We live in a time when everything’s happening very fast and, therefore, everything’s constantly changing. Educating children for the unknown is essential in preparing them for the future and helping them face changes proactively.
An unknown future?
Undoubtedly, the future has always been unknown. It’s uncertain and no one has a crystal ball that predicts how the times to come will be. However, even without knowing exactly what the future holds, we can prepare ourselves to receive it. In that sense, having a fearful, anxious, or worrisome predisposition isn’t the same as being motivated and willing to face the unknown in the best way possible.
Therefore, both within the family and in the school context, educating our children for the unknown is essential. And this means providing them with tools that help them develop a good predisposition and adaptation to change. An interdisciplinary education is essential to train in specific skills that allow young people to apply mental and attitudinal strategies to face a complex and changing world.
In this sense, David Perkins, in his book Future Wise: Educating Our Children for a Changing World, maintains that making predictions is a totally futile effort. The author claims that we must educate for the unknown. And he maintains that we need to teach in order to achieve rapid learning and complete understanding, as well as to develop creating and critical thinking.
Educating for the unknown: learning to think
Following Perkins’ development, the author considers that, in traditional schooling, children learn isolated facts without understanding general context.
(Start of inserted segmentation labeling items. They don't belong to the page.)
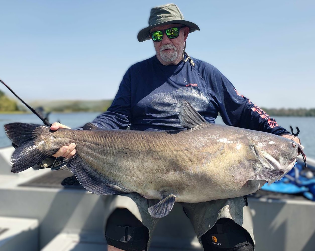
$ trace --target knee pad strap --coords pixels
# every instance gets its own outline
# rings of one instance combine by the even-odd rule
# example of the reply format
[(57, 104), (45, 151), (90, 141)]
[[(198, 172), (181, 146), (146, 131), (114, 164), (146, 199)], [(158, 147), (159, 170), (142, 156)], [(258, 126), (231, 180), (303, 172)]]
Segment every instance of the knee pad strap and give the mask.
[(107, 228), (106, 235), (107, 238), (126, 243), (129, 241), (137, 242), (144, 240), (147, 232), (148, 229), (144, 226), (135, 227), (111, 225)]

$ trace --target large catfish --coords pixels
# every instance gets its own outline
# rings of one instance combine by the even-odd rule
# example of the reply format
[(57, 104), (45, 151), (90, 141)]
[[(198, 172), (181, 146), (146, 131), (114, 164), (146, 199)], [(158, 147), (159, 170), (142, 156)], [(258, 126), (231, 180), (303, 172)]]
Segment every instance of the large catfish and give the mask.
[(74, 142), (76, 153), (67, 165), (84, 188), (97, 194), (135, 192), (160, 199), (149, 211), (161, 218), (175, 201), (253, 193), (283, 177), (303, 153), (300, 145), (283, 137), (207, 123), (185, 101), (179, 117), (187, 130), (100, 130), (88, 123), (86, 130), (52, 131), (46, 126), (8, 124), (7, 134), (19, 147), (12, 171), (26, 170)]

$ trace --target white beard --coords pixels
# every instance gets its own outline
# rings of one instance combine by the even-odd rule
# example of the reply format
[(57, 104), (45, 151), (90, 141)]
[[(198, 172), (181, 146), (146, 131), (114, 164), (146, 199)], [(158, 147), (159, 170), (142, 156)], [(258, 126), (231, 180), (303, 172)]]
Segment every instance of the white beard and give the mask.
[[(166, 49), (173, 49), (173, 50), (169, 52), (163, 51)], [(160, 48), (160, 55), (162, 60), (165, 62), (172, 62), (177, 58), (178, 53), (176, 48), (170, 43), (162, 45)]]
This context isn’t only fundamental to understanding events – it must also be an international and not only a national approach.
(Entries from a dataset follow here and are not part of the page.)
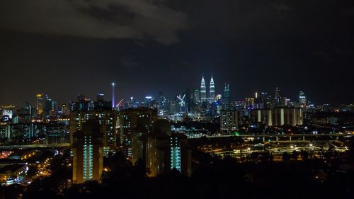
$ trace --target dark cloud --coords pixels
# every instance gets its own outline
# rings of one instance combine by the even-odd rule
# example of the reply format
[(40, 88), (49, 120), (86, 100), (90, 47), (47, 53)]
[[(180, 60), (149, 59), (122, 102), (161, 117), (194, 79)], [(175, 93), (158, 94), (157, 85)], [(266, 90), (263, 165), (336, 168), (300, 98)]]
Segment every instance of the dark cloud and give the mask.
[(13, 75), (0, 77), (0, 103), (94, 97), (113, 80), (119, 98), (172, 96), (212, 73), (236, 99), (280, 86), (352, 102), (353, 11), (352, 0), (1, 1), (0, 67)]
[(184, 13), (145, 0), (13, 0), (0, 3), (1, 28), (94, 38), (178, 41)]

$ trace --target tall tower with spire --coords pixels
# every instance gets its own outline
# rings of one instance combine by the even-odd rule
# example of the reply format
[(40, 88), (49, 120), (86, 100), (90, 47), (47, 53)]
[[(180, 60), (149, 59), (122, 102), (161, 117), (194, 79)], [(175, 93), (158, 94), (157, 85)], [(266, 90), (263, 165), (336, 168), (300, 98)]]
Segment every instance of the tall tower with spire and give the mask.
[(115, 82), (112, 82), (111, 83), (111, 85), (112, 85), (112, 109), (115, 109)]
[(210, 79), (210, 87), (209, 89), (209, 102), (215, 103), (215, 87), (214, 86), (214, 79)]
[(200, 84), (200, 99), (202, 102), (207, 101), (207, 90), (205, 89), (205, 81), (204, 80), (204, 76), (202, 76), (202, 83)]

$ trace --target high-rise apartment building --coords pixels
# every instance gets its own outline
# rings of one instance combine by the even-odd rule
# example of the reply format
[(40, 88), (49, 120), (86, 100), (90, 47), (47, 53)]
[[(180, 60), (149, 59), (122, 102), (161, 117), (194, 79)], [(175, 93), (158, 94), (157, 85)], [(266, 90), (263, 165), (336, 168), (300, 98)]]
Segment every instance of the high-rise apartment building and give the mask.
[(98, 120), (85, 121), (82, 129), (73, 133), (74, 183), (100, 181), (103, 167), (103, 135)]

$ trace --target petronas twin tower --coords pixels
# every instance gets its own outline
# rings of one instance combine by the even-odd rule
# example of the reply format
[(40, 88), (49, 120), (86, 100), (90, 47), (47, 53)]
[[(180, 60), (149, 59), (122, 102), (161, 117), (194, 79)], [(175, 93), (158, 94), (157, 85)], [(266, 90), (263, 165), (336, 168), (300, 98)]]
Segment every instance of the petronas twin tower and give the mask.
[(210, 79), (210, 86), (209, 87), (209, 98), (207, 98), (207, 89), (205, 87), (205, 81), (204, 76), (202, 76), (202, 83), (200, 84), (200, 99), (202, 102), (208, 101), (209, 103), (215, 102), (215, 87), (214, 86), (214, 79)]

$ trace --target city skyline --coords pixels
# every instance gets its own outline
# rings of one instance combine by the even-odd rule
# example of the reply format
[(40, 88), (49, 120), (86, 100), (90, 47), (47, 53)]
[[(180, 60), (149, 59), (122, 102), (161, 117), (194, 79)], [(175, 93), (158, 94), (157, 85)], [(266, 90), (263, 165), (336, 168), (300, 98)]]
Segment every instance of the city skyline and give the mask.
[[(159, 91), (173, 96), (198, 88), (202, 74), (213, 74), (216, 93), (229, 84), (236, 98), (278, 86), (285, 96), (292, 98), (304, 91), (320, 103), (354, 98), (350, 1), (306, 6), (282, 1), (110, 2), (119, 12), (106, 1), (61, 2), (25, 3), (23, 8), (16, 2), (0, 3), (0, 67), (5, 74), (0, 104), (31, 101), (38, 93), (60, 101), (79, 93), (107, 95), (112, 81), (118, 83), (117, 98)], [(150, 8), (157, 17), (149, 17)], [(37, 13), (47, 17), (35, 17)], [(146, 23), (159, 25), (142, 25)]]

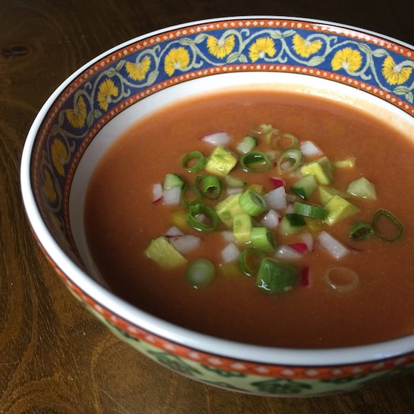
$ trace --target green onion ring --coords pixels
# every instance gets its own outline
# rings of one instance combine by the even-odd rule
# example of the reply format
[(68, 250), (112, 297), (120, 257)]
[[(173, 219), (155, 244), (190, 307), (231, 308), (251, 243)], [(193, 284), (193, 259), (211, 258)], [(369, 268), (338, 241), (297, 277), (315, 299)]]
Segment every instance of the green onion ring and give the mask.
[[(197, 218), (198, 214), (205, 215), (209, 222), (203, 223), (198, 220)], [(210, 206), (199, 203), (198, 204), (192, 204), (188, 207), (187, 223), (198, 231), (213, 231), (217, 227), (218, 219), (216, 212)]]
[(349, 230), (349, 237), (353, 240), (366, 240), (374, 234), (373, 226), (366, 221), (357, 221)]
[(262, 172), (270, 168), (272, 161), (261, 151), (250, 151), (241, 155), (240, 165), (246, 172)]
[(201, 199), (200, 190), (195, 186), (185, 186), (181, 190), (181, 201), (187, 207), (198, 204)]
[[(195, 160), (195, 164), (190, 166), (191, 161)], [(181, 166), (190, 172), (201, 171), (206, 165), (207, 160), (199, 151), (190, 151), (181, 158)]]
[[(294, 171), (299, 167), (302, 159), (302, 153), (299, 150), (290, 148), (286, 150), (279, 158), (277, 166), (280, 171)], [(289, 166), (285, 167), (286, 164)]]
[[(386, 237), (385, 236), (382, 235), (378, 230), (377, 227), (377, 222), (381, 216), (384, 216), (395, 225), (395, 228), (397, 230), (397, 233), (395, 237)], [(390, 213), (389, 211), (387, 211), (386, 210), (378, 210), (378, 211), (375, 213), (374, 218), (373, 219), (372, 226), (374, 229), (374, 233), (375, 236), (378, 239), (379, 239), (379, 240), (382, 240), (383, 241), (388, 241), (390, 243), (392, 241), (395, 241), (396, 240), (400, 239), (400, 237), (401, 237), (404, 232), (404, 226), (402, 225), (402, 223), (393, 213)]]
[(263, 197), (251, 188), (247, 189), (240, 195), (239, 206), (244, 213), (252, 217), (261, 215), (267, 208), (267, 204)]
[[(201, 188), (200, 183), (201, 183)], [(218, 199), (223, 190), (221, 180), (215, 175), (198, 175), (195, 179), (195, 186), (204, 197), (210, 200)]]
Therefore, today’s education must teach children how to think and must be based on a global perspective – both of history and of how to think about the future.
On the other hand, the role that Perkins attributes to teachers is interesting. He maintains that they play a fundamental role in planning learning experiences that involve the intelligent use of technology. This motivates students while developing critical thinking and strong argumentation skills.
“Exchange fear of the unknown for curiosity.”
How to educate children for the unknown
There’s a variety of didactic and methodological strategies that teachers can use to train students in competencies and skills that help them solve future challenges with satisfaction. We want to highlight the following:
- Educating in attitudes that view constant change as inevitable, but at the same time positive. Also, transmitting the importance of the search for diverse mental and attitudinal strategies as a way to adapt to uncertainty.
- Teaching curricular content by planning teaching activities around problem solving and problematic situations.
- Using teaching strategies based on teamwork and cooperation, and on the use of technologies.
- Training in values like solidarity, diversity, and inclusion, derived from a global perspective of reality and its social, political, and economic interdependence.
- Preparing young people to consider failure and error as a fundamental condition for survival and achievement, and as a form of learning in all areas of life.
- Conveying the importance of finding a balance between an optimistic attitude towards change and a realistic attitude towards reality.
- Working on curricular content, always connecting them with students’ prior knowledge. And, in addition, resorting to real and daily life situations.